"In presenting his latest picture package at the Criterion—a trio including the feature, The Story of Robin Hood ; the newest entry in the True-Life Adventure series, "Water Birds," and the cartoon short, "The Little House"—Walt Disney is again proving that his organization can provide the variety that is the spice of entertainment. Equally important is the fact that this film tryptych is likely to meet with the tastes of a variety of audiences. "Robin Hood" may not have the adult approach or credibility of "Water Birds," or the youthful charm of "The Little House," but it is an expert rendition of an ancient legend that is as pretty as its Technical hues and as lively as a sturdy Western.
Appropriately enough, the producer thought enough of this centuries-old saga to film it in England, its obvious locale, and with a British cast. His principals, from Plantagenet royalty to outlaw yeomanry, speak dialogue which does not grate on the ear. And, the action—the courtly speeches and romance are kept to a sensible minimum—is robust and fairly continuous.
The tale, for those who have never been to the movies or haven't heard it before, is still as true to form as Robin's fabulous archery. England, with Richard the Lion Heart held captive in Austria and his brother, the treacherous Prince John, mulcting the Midlands, is hardly a merry area. So, Robin again is ensconced in Sherwood Forest with his bold band, robbing "the rich to aid the poor."

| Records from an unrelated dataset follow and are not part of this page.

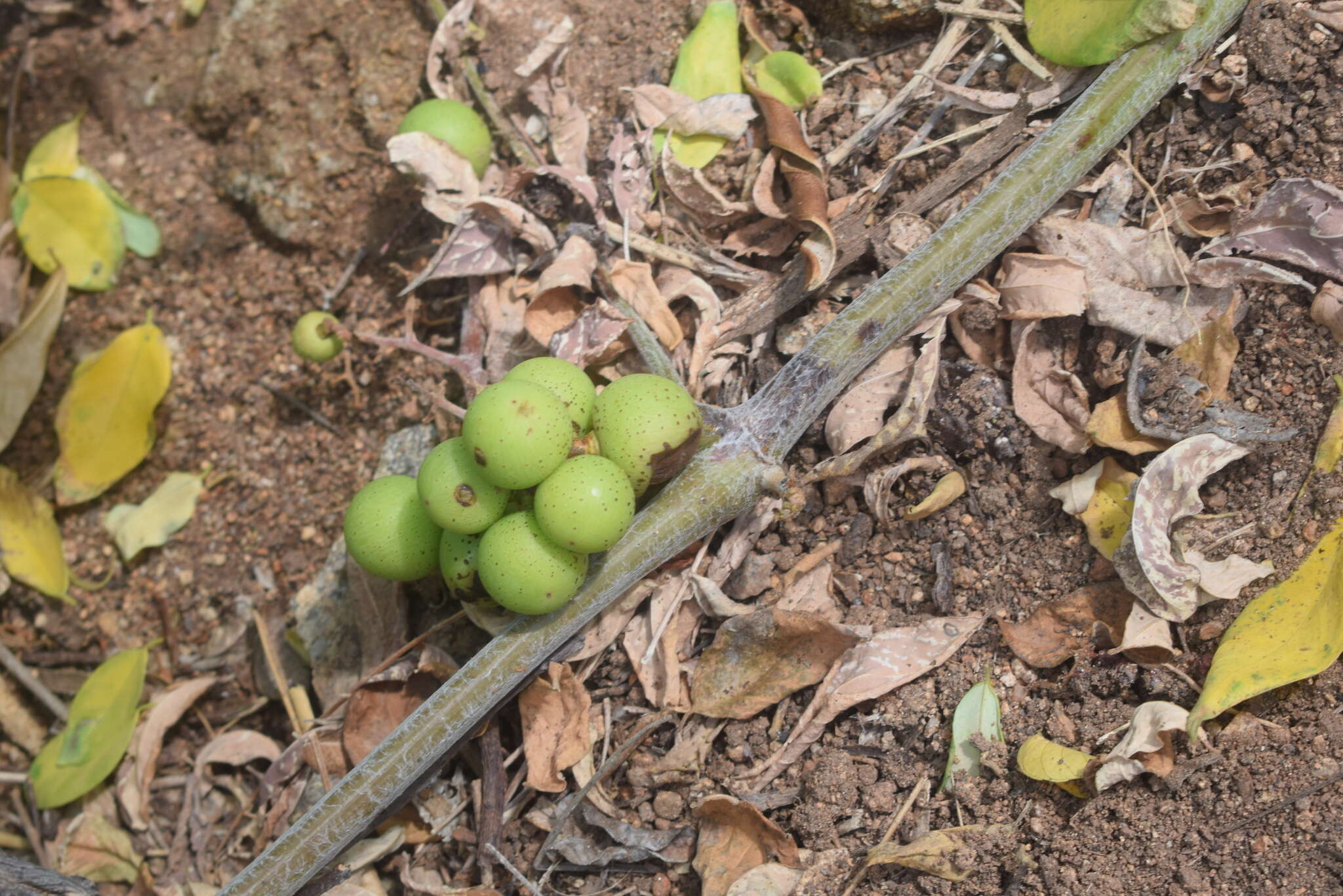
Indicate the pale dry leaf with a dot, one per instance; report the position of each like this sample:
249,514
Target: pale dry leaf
1166,494
633,281
555,727
759,659
1299,221
1326,309
866,671
448,183
1036,286
1049,399
134,775
1146,746
551,43
734,838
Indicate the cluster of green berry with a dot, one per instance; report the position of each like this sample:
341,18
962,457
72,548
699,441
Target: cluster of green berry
473,513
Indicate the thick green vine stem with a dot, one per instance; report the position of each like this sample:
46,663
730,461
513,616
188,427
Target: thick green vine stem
729,476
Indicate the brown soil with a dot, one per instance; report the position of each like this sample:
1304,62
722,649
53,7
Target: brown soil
256,140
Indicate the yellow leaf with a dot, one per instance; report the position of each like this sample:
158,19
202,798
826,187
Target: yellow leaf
1110,511
30,541
57,155
71,224
1291,632
23,355
948,488
1331,441
106,417
1043,759
1110,427
136,527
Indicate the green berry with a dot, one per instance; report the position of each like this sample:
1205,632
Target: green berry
586,505
649,426
454,492
457,560
519,433
457,125
567,382
388,532
523,570
312,340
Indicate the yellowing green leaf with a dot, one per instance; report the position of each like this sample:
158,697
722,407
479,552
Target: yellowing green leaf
71,224
23,355
1091,33
1043,759
136,527
1291,632
57,155
106,417
30,541
102,718
789,78
710,62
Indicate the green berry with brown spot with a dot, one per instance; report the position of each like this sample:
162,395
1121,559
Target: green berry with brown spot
649,426
523,570
567,382
388,532
517,433
456,492
313,340
586,505
457,560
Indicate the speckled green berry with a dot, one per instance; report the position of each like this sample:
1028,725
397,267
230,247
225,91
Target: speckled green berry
523,570
456,494
649,426
457,560
388,532
311,339
457,125
567,382
586,505
519,433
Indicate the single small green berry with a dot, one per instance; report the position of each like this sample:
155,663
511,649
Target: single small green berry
519,433
388,532
454,491
457,125
586,505
523,570
312,340
457,560
649,426
567,382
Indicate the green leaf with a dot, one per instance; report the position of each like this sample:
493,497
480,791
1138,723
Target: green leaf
57,155
1291,632
710,64
1089,33
976,714
102,718
789,78
136,527
70,224
142,233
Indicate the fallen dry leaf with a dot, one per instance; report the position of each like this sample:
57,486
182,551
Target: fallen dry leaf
1298,221
1146,746
734,838
865,672
555,727
1327,309
1037,286
759,659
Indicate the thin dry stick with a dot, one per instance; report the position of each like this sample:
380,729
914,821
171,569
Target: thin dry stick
891,829
38,690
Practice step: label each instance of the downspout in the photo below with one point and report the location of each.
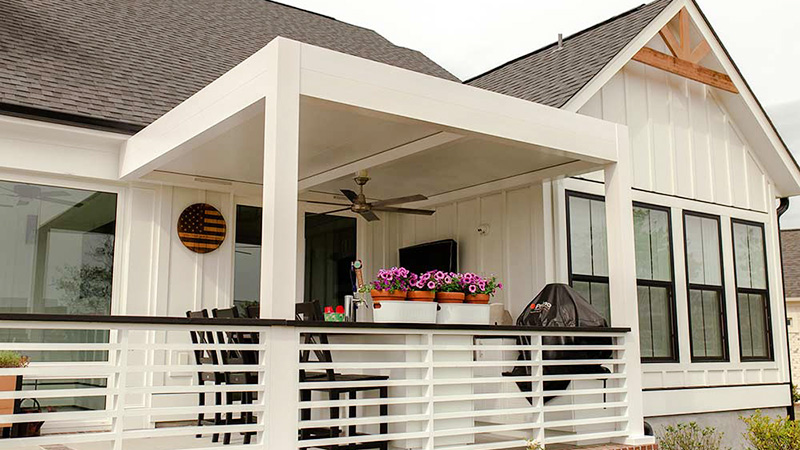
(783, 206)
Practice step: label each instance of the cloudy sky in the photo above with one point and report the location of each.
(468, 37)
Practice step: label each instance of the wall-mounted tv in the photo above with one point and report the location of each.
(439, 255)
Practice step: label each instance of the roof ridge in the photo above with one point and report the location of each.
(306, 11)
(573, 35)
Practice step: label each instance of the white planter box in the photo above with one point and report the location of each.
(405, 312)
(463, 314)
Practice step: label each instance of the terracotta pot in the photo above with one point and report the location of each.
(7, 383)
(421, 296)
(379, 296)
(478, 299)
(450, 297)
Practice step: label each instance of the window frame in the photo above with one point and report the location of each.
(720, 290)
(571, 277)
(669, 285)
(765, 292)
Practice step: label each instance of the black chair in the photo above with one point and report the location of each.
(311, 311)
(206, 357)
(237, 357)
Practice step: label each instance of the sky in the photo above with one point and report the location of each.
(469, 37)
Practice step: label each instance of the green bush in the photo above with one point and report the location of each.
(689, 436)
(766, 433)
(9, 359)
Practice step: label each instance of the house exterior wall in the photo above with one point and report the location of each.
(688, 154)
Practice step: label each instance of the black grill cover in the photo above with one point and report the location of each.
(567, 309)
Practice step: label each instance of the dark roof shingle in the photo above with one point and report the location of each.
(130, 61)
(551, 76)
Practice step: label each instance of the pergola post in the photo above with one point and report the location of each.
(279, 201)
(279, 242)
(622, 278)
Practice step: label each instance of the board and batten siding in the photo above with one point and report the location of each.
(682, 140)
(511, 248)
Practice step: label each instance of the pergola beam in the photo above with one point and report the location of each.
(685, 69)
(684, 60)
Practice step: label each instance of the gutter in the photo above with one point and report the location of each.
(783, 206)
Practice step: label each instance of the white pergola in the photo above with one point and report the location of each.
(300, 120)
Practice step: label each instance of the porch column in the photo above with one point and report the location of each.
(279, 201)
(622, 278)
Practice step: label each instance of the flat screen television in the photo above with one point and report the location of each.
(439, 255)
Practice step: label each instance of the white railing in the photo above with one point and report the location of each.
(135, 384)
(454, 388)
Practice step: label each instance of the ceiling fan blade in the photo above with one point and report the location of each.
(419, 212)
(329, 212)
(61, 202)
(399, 200)
(315, 202)
(370, 216)
(352, 196)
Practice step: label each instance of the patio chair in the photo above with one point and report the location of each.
(237, 357)
(311, 311)
(206, 357)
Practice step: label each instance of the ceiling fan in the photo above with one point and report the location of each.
(26, 193)
(359, 204)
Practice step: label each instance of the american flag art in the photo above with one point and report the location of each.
(201, 228)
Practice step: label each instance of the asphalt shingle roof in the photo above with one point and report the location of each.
(130, 61)
(551, 76)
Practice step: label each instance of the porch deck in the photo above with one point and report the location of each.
(448, 386)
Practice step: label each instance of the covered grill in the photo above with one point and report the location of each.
(560, 306)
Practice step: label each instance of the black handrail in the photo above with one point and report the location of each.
(166, 320)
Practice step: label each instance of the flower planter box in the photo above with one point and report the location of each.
(394, 311)
(463, 314)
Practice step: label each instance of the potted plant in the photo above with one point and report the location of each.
(390, 284)
(477, 289)
(422, 287)
(10, 360)
(448, 287)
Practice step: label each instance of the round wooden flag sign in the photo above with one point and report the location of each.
(201, 228)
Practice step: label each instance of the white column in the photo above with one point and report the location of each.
(622, 278)
(279, 201)
(279, 249)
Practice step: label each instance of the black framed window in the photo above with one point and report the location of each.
(706, 296)
(655, 285)
(752, 294)
(588, 249)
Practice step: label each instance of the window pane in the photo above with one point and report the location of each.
(597, 295)
(642, 236)
(653, 261)
(587, 230)
(247, 259)
(702, 250)
(758, 267)
(580, 235)
(599, 239)
(57, 258)
(741, 251)
(753, 326)
(706, 324)
(655, 322)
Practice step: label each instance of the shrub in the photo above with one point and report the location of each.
(533, 445)
(689, 436)
(766, 433)
(9, 359)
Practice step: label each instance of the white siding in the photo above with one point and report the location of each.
(683, 142)
(513, 248)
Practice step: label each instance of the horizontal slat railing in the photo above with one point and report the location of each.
(449, 388)
(132, 384)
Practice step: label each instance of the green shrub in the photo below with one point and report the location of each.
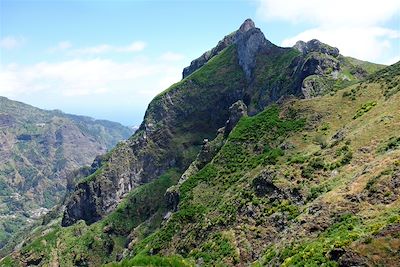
(364, 109)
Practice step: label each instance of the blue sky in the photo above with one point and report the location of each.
(108, 59)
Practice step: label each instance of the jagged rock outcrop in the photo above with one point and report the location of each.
(204, 58)
(207, 152)
(249, 42)
(248, 39)
(315, 45)
(236, 111)
(179, 119)
(39, 149)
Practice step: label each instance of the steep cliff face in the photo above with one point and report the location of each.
(38, 151)
(244, 181)
(243, 66)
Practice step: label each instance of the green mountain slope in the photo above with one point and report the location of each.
(286, 185)
(38, 150)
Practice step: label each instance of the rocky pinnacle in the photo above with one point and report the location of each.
(249, 41)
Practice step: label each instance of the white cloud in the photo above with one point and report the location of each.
(86, 77)
(171, 56)
(11, 42)
(327, 12)
(356, 27)
(61, 46)
(106, 48)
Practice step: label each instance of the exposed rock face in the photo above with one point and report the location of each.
(167, 138)
(249, 40)
(203, 59)
(316, 46)
(178, 120)
(236, 111)
(39, 149)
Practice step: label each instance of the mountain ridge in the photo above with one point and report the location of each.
(246, 162)
(39, 149)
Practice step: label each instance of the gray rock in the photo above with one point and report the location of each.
(249, 41)
(316, 46)
(236, 111)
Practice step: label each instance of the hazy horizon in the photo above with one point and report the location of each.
(107, 59)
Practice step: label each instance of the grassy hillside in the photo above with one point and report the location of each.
(38, 151)
(308, 182)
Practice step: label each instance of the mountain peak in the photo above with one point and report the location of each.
(247, 25)
(249, 40)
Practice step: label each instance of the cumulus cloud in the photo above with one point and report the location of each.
(84, 77)
(171, 56)
(61, 46)
(356, 27)
(11, 42)
(106, 48)
(370, 43)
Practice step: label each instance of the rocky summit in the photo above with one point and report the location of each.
(260, 156)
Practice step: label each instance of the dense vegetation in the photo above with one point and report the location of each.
(300, 182)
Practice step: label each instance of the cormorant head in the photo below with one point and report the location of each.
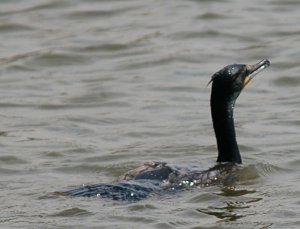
(229, 81)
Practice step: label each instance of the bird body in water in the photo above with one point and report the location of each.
(151, 177)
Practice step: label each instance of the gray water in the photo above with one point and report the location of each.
(90, 89)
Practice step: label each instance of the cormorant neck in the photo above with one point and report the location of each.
(222, 107)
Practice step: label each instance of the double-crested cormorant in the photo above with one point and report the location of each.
(136, 184)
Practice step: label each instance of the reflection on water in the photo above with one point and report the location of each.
(91, 89)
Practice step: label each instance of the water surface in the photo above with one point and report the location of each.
(90, 89)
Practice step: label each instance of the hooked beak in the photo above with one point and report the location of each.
(255, 69)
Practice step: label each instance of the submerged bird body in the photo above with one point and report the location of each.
(158, 176)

This, of course, brings him into constant contact with the dastardly Sheriff of Nottingham and an occasional rendezvous with the Maid Marian, an ever-loving wench who can recognize a hero when she sees one. And, with the aid of such stalwarts as Little John and Friar Tuck, it is no time before Prince John's coffers are emptied to ransom Richard and Robin is rewarded with an Earldom and, naturally, the Maid Marian.
Richard Todd seems rather puny but is agile enough as the most feared long bowman of the greenwood. Joan Rice is pretty and mischievous as the dark-haired Maid Marian. And such veteran British character actors as James Hayter, James Robertson Justice, Peter Finch, Martita Hunt and Hubert Gregg contribute the proper adventurous and villainous assists as Friar Tuck, Little John, the Sheriff, the Queen Mother and Prince John, respectively. They all help to give a shining veneer to what could have been a dull story.
On the other hand, "Water Birds" is an old story in the finest tradition that does nothing to tarnish the reputation gained by the producer with such excellent predecessors as "Seal Island," "Beaver Valley" and "Nature's Half-Acre."
This time, more than a dozen cameramen, in cooperation with the National Audubon Society and the Denver Museum of Natural History, have trained their Technicolor sights on gannets, fairy terns, pelicans, coots, grebes, snowy egrets, flamingos, curlews and other water fowl to come up with a film document which again both educates and entertains. Especially edifying are such slow-motion shots as gannets plummeting from great heights into the waters below and a mating dance of the Western grebe which is as comic as a Chaplin fandango. And the integration of the musical background and the intelligent and humorous narration by Winston Hibler makes "Water Birds" a treat for both the eye and the ear."
Walt Disney's 'Story Of Robin Hood' was released in the United States of America on June 26th 1952.